The `verifier_code` string becomes the body of a function that gets
`(solution_path, test_cases_path=None)`. Return a float, bool, or dict.
The wrapper handles the rest.

## Environments

### Built-in (24, ship with pip install)

**Coding (20):**
- Array/String: reverse_string, palindrome_check, anagram_check, max_subarray, rotate_array, remove_duplicates, valid_parentheses
- Hash Map: group_anagrams, longest_consecutive, top_k_frequent
- DP: climbing_stairs, coin_change, longest_common_subsequence, house_robber
- Graph/Tree: binary_search, merge_intervals, level_order_traversal
- Practical: fizzbuzz, roman_to_integer, matrix_spiral

**Computer-use (2):** file_organizer, cli_task

**Tool-use (2):** api_request, data_pipeline

Load by name:

```python
from deepgym import load_environment
env = load_environment('coin_change')
```

### Importable benchmarks

Run the import scripts to pull in standard benchmarks:

```bash
python scripts/import_humaneval.py      # 164 problems
python scripts/import_evalplus.py       # HumanEval+ (80x more tests) + MBPP+
python scripts/import_mbpp.py           # 500 problems
python scripts/import_bigcodebench.py   # 1,140 problems
```

After import, they're available through `load_environment()`.

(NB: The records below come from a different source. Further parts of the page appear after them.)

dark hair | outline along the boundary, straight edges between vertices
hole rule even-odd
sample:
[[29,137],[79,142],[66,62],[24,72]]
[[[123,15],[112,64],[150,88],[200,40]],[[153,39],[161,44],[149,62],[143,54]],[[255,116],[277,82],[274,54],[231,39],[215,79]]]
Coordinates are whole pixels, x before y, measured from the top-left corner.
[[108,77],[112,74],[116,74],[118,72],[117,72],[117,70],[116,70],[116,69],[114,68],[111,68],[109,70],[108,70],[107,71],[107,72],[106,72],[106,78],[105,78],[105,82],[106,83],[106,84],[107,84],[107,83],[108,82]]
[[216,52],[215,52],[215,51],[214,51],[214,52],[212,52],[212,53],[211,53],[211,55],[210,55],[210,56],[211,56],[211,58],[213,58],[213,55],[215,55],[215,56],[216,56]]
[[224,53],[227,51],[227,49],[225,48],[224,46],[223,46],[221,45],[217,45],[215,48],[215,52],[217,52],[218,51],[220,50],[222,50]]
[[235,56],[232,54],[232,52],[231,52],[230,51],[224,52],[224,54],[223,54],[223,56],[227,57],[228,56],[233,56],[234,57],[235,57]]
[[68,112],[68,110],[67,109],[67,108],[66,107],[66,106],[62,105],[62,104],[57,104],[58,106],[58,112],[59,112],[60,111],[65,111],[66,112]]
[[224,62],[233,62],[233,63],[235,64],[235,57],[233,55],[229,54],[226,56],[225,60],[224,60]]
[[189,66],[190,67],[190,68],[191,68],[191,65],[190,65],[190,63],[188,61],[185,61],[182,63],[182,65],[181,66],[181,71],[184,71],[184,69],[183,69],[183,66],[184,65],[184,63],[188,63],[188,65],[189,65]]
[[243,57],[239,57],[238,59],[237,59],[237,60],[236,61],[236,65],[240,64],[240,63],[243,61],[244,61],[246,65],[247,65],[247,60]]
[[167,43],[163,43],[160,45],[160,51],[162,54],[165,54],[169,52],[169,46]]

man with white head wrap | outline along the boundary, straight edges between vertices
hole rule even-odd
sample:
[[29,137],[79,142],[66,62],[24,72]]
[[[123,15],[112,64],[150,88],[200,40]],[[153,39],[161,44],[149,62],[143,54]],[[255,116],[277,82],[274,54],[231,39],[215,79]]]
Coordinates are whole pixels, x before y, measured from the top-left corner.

### Benchmark-backed special environments

These names resolve directly through `load_environment()` and use custom execution paths:

- `swebench_pro`: repo clone -> checkout -> patch apply -> test run -> score by pass fraction
- `terminal_bench_2`: execute terminal commands in a task sandbox -> verify expected output/state

`MixedEnvironment` lets you combine these with built-in or imported coding environments while keeping the same reward-function surface.

## Verifier protocol

Verifiers output JSON to stdout:

```json
{
  "schema_version": "1.0",
  "score": 0.85,
  "passed": true,
  "details": "12/14 tests passed",
  "cases": [
    {"id": "test_0", "passed": true, "score": 1.0, "input_summary": "coins=[1,2,5] amount=11"},
    {"id": "test_1", "passed": false, "score": 0.0, "error": "expected 3, got -1"}
  ],
  "seed": 42
}
```

The `cases` field is the interesting part -- it tells you exactly which tests
passed and failed, so your training loop gets a denser signal than just 0 or 1.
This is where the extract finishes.